While that’s still true when it comes to their investments in many parts of the U.S., the situation in Manhattan is now quite different: The Chinese are increasingly taking on luxury ground-up development projects, some of the most complex and risky bets in this town. And they’re doing it on their own terms.
Just look at SMI USA. The U.S. arm of Shanghai Municipal Investment, which is Shanghai’s largest state-owned enterprise, has made three massive bets in the city over the past year: It partnered with Ceruzzi Properties [TRDataCustom] to buy a development site at 520 Fifth Avenue for $325 million, and then teamed up again with them to buy the land under the Lipstick Building for $453 million. It also bought a $300 million equity stake in Gary Barnett’s Central Park Tower development. The Lipstick deal is a somewhat traditional long-term, cash-flow deal. The other two are anything but.

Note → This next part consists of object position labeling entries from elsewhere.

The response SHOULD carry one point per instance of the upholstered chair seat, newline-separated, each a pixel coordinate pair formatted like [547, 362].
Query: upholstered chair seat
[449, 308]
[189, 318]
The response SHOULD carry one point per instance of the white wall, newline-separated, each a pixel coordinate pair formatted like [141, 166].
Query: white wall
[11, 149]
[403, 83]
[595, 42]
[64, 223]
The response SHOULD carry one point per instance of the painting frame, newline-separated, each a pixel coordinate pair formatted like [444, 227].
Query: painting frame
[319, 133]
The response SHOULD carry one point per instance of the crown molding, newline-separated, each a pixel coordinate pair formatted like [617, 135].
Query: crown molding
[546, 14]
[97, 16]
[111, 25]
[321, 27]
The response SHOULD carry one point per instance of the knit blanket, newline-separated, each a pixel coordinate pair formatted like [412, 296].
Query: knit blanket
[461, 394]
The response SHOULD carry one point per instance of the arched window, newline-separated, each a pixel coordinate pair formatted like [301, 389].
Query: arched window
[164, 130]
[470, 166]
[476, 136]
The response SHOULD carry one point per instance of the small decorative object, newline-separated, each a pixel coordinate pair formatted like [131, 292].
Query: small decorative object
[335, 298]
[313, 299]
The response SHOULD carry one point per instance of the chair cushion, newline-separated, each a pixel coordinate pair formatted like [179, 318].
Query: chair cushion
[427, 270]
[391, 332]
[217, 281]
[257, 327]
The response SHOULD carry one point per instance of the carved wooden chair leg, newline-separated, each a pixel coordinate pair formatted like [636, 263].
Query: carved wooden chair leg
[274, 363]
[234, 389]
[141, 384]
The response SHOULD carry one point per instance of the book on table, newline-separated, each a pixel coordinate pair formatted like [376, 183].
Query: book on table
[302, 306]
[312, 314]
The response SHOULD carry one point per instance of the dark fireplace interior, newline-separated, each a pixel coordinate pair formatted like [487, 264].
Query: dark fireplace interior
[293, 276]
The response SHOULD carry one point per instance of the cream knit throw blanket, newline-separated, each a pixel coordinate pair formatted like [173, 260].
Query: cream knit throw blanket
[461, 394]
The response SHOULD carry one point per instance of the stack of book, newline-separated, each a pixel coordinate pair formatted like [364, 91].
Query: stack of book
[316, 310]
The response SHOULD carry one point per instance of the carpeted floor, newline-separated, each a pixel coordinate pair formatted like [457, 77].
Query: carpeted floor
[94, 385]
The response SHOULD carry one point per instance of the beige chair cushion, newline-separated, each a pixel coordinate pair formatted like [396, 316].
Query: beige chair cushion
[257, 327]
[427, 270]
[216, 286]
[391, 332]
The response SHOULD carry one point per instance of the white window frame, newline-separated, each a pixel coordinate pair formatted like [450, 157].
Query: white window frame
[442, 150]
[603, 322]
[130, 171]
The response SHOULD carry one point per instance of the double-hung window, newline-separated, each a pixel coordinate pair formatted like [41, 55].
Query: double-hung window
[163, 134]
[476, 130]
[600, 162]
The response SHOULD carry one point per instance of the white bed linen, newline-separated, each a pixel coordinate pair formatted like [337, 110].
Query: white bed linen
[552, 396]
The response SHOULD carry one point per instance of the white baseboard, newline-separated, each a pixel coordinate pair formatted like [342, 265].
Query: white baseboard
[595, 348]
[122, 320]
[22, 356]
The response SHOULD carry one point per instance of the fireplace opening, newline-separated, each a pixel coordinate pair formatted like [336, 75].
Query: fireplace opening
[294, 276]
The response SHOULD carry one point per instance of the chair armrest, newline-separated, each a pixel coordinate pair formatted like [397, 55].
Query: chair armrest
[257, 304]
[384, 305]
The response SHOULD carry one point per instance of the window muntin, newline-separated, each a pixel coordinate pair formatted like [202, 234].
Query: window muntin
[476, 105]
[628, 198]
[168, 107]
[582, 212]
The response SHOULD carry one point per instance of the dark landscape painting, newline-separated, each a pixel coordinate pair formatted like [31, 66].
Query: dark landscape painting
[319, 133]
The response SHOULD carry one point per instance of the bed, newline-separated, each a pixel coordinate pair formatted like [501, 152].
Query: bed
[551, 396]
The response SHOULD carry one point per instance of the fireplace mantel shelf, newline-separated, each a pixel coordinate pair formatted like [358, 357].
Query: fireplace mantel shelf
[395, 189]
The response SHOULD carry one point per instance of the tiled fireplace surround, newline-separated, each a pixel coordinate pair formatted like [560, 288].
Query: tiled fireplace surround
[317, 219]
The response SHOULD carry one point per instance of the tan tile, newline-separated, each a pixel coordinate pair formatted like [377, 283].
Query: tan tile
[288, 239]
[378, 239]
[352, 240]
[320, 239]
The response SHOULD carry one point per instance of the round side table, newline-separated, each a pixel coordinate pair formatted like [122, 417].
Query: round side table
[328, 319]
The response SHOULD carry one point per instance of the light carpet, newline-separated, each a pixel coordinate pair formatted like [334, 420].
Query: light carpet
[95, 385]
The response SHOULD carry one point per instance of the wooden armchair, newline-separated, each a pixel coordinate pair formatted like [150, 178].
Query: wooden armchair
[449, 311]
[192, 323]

At 520 Fifth, SMI plans to develop a $1 billion luxury condo project, likely with retail and a hotel component. It’s exactly the kind of venture that some local developers are shying away from, citing fears of oversupply and the difficulty of getting financing. And then there’s the Central Park Tower play: Barnett wants to take the crown back from 432 Park and build the tallest, glitziest residential building in the city, a sequel to One57. To a co-developer of the Shanghai Tower, the world’s second-tallest building, that likely sounded promising.
But SMI didn’t come easy — or cheap. Barnett has until July 31, 2017 to score a construction loan for the project, or he has to repay SMI with interest. If he can’t do that, he’ll be forced to sell the project. SMI will also receive monthly interest payments on its investment, according to Bloomberg, and must be consulted for major decisions on the project.
“It used to be that equity investors would take less control and less guarantees and share a bigger part of the upside,” One Ha’am’s Ori Eisenberg told Bloomberg. “Here, it’s the opposite.”
Kuafu Properties, which is backed by Chinese money, has spent over $750 million on a handful of properties, many of them development sites. At Hudson Rise, its mixed-use development on the Far West Side, Kuafu’s battles with its co-developers have delayed the project repeatedly. And though it paid a whopping $300 million for an East 60th Street assemblage with plans for a large condo tower, it will now wait until the music starts again. “We acquired that asset with the next cycle in mind,” Stephen Muller, the company’s chief investment officer, said in April. “And so, we levered accordingly.”
SMI’s hard bargain with Extell and Kuafu’s willingness to take on partners and play the waiting game suggest a new breed of Chinese investor in New York: Willing to embrace the risk of building in Manhattan, but ready to do battle if it comes down to that.